The main reason why I created this blog is to break free from my routine and out of my comfort zone. Now I’d like to share the other reasons why.
1. It would improve my writing skills.
I used to dream about becoming an author. I’d make up stories in my mind and start to write about them, only to find myself stuck somewhere. Aside from the characters and the plot and a few scenes here and there, I’d stop. I couldn’t continue. Until another story pops up and interests me more than the last one and I’d start writing and then I’d stop. I couldn’t continue. Again. So I gave up. I’ve collected the stories in my mind instead. I think they’re better off in my brain than on paper.
But I still think I could write for a living. You know like in a magazine or in a magazine or in a magazine. And this is a good practice for me. I only write when I need to pass something for school and that’s not every day. But since this is something I personally want to do and since this is a blog, the obligations are different. And that would make me write more often and in such a way I guess I’ll be better in it.
2. I could (hopefully would) meet new people.

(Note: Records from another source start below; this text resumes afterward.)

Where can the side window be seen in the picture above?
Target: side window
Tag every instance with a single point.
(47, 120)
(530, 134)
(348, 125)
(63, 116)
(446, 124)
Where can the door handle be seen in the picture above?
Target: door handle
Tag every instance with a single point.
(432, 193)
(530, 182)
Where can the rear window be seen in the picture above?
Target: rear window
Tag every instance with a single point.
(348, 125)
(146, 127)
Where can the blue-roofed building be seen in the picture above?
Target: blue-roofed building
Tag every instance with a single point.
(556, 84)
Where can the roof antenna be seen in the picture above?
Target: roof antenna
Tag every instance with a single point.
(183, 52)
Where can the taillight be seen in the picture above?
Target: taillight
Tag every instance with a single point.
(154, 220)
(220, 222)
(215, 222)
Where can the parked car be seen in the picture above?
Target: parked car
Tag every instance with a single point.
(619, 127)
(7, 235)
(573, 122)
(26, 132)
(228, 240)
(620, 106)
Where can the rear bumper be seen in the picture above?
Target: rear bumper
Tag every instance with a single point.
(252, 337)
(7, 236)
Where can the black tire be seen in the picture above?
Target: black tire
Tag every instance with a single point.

I don’t have any friends outside of school, so.
Since anyone across the world could come upon my blog and read it, those who share the same interests as me could be my friend. The same way I could be a friend to people who I find I have a lot of common with. Okay, maybe that’s too fast forward, so an acquaintance would do. For now.
We feel good when we know there are people out there who think the same way we do, go through the same emotions as our own, or are fond of the same things. And because I’m not traveling yet, I believe blogging (at least for now) makes up for the beauty travel gives: meeting the most attractive and interesting creatures in the world, humans.

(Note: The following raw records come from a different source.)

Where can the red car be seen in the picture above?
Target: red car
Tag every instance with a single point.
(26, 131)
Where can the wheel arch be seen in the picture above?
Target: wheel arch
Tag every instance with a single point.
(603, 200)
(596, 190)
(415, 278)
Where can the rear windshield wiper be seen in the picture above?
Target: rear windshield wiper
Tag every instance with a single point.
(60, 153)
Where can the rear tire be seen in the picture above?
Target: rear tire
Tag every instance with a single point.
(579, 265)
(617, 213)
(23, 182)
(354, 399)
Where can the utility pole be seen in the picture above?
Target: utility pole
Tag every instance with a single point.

3. I don’t want any more regrets.
Most of the time it’s not the things that we did, but the things that we didn’t.
I had so many plans last year, like getting in shape and learning Hangul (Korean language), but I wasn’t able to accomplish them, let alone start one. And blogging was part of my plans. I thought I was going right on track on this one though, when I started using Tumblr. But no luck, I quit after a few weeks. It was a quick decision, one I didn’t think about too much, like when I had my hair dyed.
But unlike my hair, blogging didn’t turn out nice. After some personal posts I ended up doing what most of the Tumblr users do (reblog and love and reblog some more) and that was not original. I don’t think that I was sharing a part of me, which just contradicts the idea of blogging.
I was at fault because I didn’t prepare beforehand nor did I take it seriously. But if there’s one thing that I liked from this whole situation is that I was able to try and experience it myself.
Maybe some started out with the same reasons as mine. Or maybe some will start out with the same reasons as mine. Whichever it is, I hope I shared something of value to you. Everything I just said, you could have heard them a thousand times from everybody else, but I realized something a long while back:
No matter how common one might sound, a moment will come when what you’re hearing, or reading perhaps, will have an impact so big you’ll wonder what have I been doing all this time. Sometimes we just need to be reminded of the things we already know, but haven’t really cared about.
Happy New Year everyone! I wasn’t able to greet on my first post, so.